The Lord sees through all hypocritical following, too. “And a certain scribe came, and said unto him, Master, I will follow thee whithersoever thou goest” (Matthew 8:19). But the Son of man hath no place to lay His head. What ceaseless following is required. When the curse of death presses us down, then there is no rest. This way of coming after was too much for the rich young ruler. He went away sorrowing because to deny self was too much. He would not trade his riches for a cross. How loathe we are to carry our cross. By nature, we will neither own our curse nor the other consequences of our sins.

The Lord makes His people an exercised and experienced people so that they should seek the Lord. They will “feel” after Him, and find Him (Acts 17:27). The Lord lays His people low. He will have His people bow before Him, and although many are the afflictions of the righteous, the Lord delivereth him out of them all. (Psalm 34:19). The Lord will have His followers learn what we sing in Psalter 398:2, “The Lord is just in all His ways, in all His works the Lord is kind, and all that call on Him in truth, in Him a present Helper find.”

My friends, do you know of this way of coming after? There is an eternal difference between laboring only under a natural cross, and one which we are made to feel the weight of by the work of the Holy Spirit. “For godly sorrow worketh repentance to salvation not to be repented of: but the sorrow of the world worketh death” (2 Corinthians 7:10).

The comfort

The followers of the Lord Jesus must be conformed to His suffering image. If they are to follow the Lamb withersoever He goeth, then they also must suffer with him for His name’s sake. Must they suffer as He suffered? No, neither can they, nor must they. He alone could suffer the eternal wrath of God, and with that one offering He hath perfected for ever them that are sanctified (Hebrews 10:14).

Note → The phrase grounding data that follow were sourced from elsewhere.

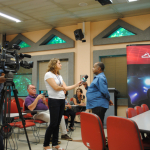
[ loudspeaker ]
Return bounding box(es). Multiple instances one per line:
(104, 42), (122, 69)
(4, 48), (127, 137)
(97, 0), (112, 5)
(74, 29), (84, 41)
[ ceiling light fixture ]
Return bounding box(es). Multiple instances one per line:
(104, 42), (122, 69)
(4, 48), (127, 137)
(128, 0), (138, 2)
(0, 12), (21, 23)
(79, 2), (88, 7)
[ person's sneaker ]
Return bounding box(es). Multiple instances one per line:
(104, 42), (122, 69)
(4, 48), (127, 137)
(61, 134), (72, 141)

But if they are to be glorified with Him, they must also suffer with Him (Romans 8:17). They must go through Gethsemane, with Him to Gabbatha, and also to Golgotha to behold what their salvation cost Him. Ah, what a wonder when the curse is lifted from their back, when He is nailed to the cursed cross in their stead—when the handwriting of ordinances that was against them, which was contrary to them, is taken out of the way and nailed to His cross (Colossians 2:14).

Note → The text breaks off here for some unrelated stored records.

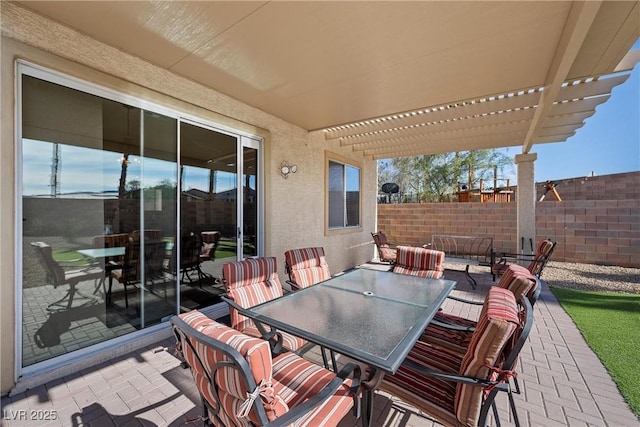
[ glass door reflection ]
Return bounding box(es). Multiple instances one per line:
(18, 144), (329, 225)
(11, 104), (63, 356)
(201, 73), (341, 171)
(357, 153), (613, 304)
(178, 122), (238, 310)
(139, 111), (178, 327)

Oh, what a blessed coming after. Indeed, “Now no chastening for the present seemeth to be joyous, but grievous: nevertheless afterward it yieldeth the peaceable fruit of righteousness unto them which are exercised thereby” (Hebrews 12:11). That coming after may then continue. Where has He gone? “He is not here: for he is risen, as he said.” What is more? “I ascend unto my Father, and your Father; and to my God, and your God” (John 20:17b). His true disciples perhaps fear they will never come there, experiencing often that they are such halting, unwilling, stumbling deniers—even fearful that they deceive themselves and will betray Him at last. But by His suffering and death upon the cross, He closed hell for His followers, He laid down His life willingly and bore their shame and their guilt so lovingly. With the price of His blood, He redeemed them, and because He was pressed under the curse of their sin and bore His Father’s wrath for them, they are His. Therefore, with His pure blood He washes them. With His active and passive obedience, He unlocks the door to the Father’s heart for His people so that through His perfect satisfaction they can once again be received into favor and communion with Him.

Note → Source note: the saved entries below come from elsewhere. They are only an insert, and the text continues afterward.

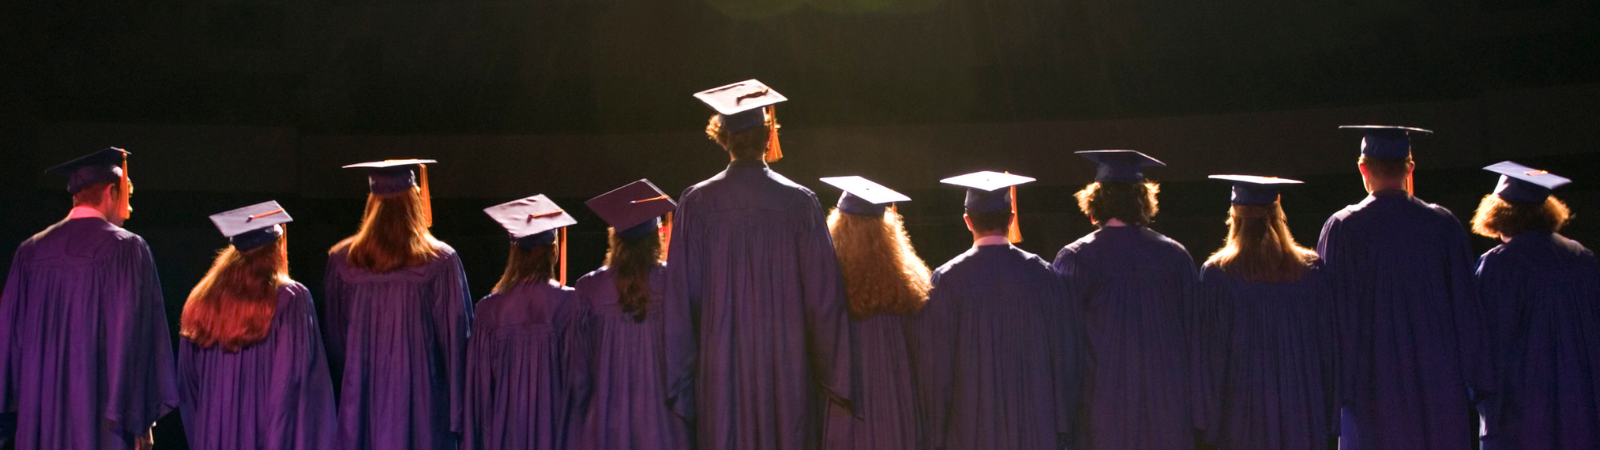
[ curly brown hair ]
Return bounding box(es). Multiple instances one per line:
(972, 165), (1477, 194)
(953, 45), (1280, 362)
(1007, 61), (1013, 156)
(827, 208), (932, 319)
(1471, 194), (1571, 238)
(705, 111), (776, 161)
(1204, 203), (1318, 284)
(1075, 181), (1160, 227)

Oh, burdened follower, He was delivered for your offenses and was raised again for your justification. Therefore, you will certainly come to that place where you will never have to take up a cross again. “And God shall wipe away all tears from their eyes; and there shall be no more death, neither sorrow, nor crying, neither shall there be any more pain: for the former things are passed away” (Revelation 21:4). Have you been made such a blessed follower?